EST. ELMWORTH DEVELOPMENT VALUE  ($/Share) BASED ON ~11 WELLS/YR (UNRISKED)
               
    $60 Cdn Oil $2 Gas $80 Cdn Oil $2 Gas $90 Cdn Oil $2 Gas
    Type Well 80 Stage Hz Type Well 80 Stage Hz Type Well 80 Stage Hz
  NPV10 Avg Single Hz ($M) $6,351 $9,473 $10,925 $15,270 $13,212 $18,169
  NPV10 Total Hz's ($MM) - start yr $575 $858 $989 $1,383 $1,196 $1,645
  NPV10 Total Hz's ($MM) - end yr $633 $944 $1,088 $1,521 $1,316 $1,810
  NPV10 Total Hz's - mid point $604 $901 $1,039 $1,452 $1,256 $1,727
               
  Est. Facility Expan Cost ($MM) $100 $100 $100 $100 $100 $100
  Est. Net Value/Share $3.25 $5.17 $6.06 $8.72 $7.46 $10.50
  Stabilzed MBOED's (Yr 5 onward) 39.5 41.7 39.5 41.7 39.5 41.7
  Company Value per Stablized BOED $12,768 $19,215 $23,790 $32,442 $29,301 $39,055

Keep in mind that the above values are UNRISKED which means that the actual realized value for the above scenarios would likely be lower.  However light oil is currently at ~$86 Cdn ($66.50 WTI) even after a couple of days of Saudi/Russia tree shaking so focusing on the two $80 Oil scenarios (Avg Price of $7.39/sh) could be viewed, In my opinion, as a possibly conservative scenario especially when some big Banks believe that oil will spike to $100 US next year regardless of what OPEC does.

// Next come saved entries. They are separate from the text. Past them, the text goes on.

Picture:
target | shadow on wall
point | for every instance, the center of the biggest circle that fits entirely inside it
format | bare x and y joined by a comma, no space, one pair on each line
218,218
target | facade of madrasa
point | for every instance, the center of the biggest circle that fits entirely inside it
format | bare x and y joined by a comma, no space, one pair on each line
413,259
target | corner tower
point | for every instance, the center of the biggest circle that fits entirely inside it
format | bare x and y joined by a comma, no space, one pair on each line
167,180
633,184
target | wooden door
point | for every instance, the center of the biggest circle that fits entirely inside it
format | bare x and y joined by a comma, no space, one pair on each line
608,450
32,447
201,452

My whole point of posting this spreadsheet analysis is to show a clearly reasoned perspective of IBR value from a somewhat knowledgeable outsider and demonstrate that there is a ton of future value to be realized by shareholders.  This is a similar work-up to what competitors and potential bidders will do to determine their level of interest.  I believe that the current $0.90 to $1.00 target prices aren't even close to the actual present value of IBR - especially when taking into account how the street is valuing other Montney operators multiples of time higher.  Please feel free to challenge or point out flaws.  It's always a good thing to generate discussion and bring in different perspectives to give balance.  I think it will be a very interesting 2nd quarter and good results from the two new Hz's will reduce risk further which will do wonders for the share price!